Preferably health is monitored casually. That takes a small device that can be taken along during the day and that does not treat you like a potentially sick person. A fitness product is already a step in the good direction as it invigorates you as being a sporty person. However, a single mobile device is not easy to implement. The work-around is to create a detachable add-on, such as a thimble, that can be ideally fixed at the right location. The alternative _ an attachable product like a watch or an earring _ usually needs an additional phone to connect to the outside world. The advantage of the specialized part is that it is optimized to capture a specific parameter, while the disadvantage is the lack of adaptability to encompass other parameters too. This extends naturally to the “Internet of Things” (Spaanenburg, 2014).

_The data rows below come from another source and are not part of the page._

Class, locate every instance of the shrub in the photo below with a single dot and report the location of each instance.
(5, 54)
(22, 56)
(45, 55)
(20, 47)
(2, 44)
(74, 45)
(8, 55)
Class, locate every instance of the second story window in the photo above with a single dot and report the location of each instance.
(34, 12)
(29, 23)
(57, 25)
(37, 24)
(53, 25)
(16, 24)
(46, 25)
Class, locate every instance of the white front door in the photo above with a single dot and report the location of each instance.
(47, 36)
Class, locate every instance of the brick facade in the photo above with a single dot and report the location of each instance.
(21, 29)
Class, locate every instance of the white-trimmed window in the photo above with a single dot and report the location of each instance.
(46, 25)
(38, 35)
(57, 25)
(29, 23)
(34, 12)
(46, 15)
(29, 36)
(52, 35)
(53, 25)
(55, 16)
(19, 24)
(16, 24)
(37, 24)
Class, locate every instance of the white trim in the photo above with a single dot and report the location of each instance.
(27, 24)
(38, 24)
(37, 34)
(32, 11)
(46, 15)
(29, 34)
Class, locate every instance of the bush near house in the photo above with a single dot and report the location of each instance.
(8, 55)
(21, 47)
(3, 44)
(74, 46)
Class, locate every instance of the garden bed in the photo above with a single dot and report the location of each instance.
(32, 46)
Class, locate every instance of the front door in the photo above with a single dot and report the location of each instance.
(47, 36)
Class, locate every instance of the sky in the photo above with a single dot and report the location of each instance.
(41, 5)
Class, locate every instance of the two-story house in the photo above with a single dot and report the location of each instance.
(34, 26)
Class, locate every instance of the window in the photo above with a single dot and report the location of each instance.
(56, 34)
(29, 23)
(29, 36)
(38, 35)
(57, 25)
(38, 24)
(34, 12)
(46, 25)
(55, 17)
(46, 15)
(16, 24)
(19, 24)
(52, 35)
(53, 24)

Certain products adhere the sensor in direct contact to the skin. The electric contact to the body allows capturing electrical signals, which can be sensed, amplified and transformed for transport. There is usually more than one sensor on the same adhesive carrier, one for each health parameter of interest, which makes a miniature sensory network. The author sees such variations also in the different smart watches being developed (Poh, 2010). Products can be part of the living area, to take an active role when touched by a person. For instance, scales can communicate blood pressure, heart rate and body weight to the person’s smartphone where also temperature and body height will arrive from other sources.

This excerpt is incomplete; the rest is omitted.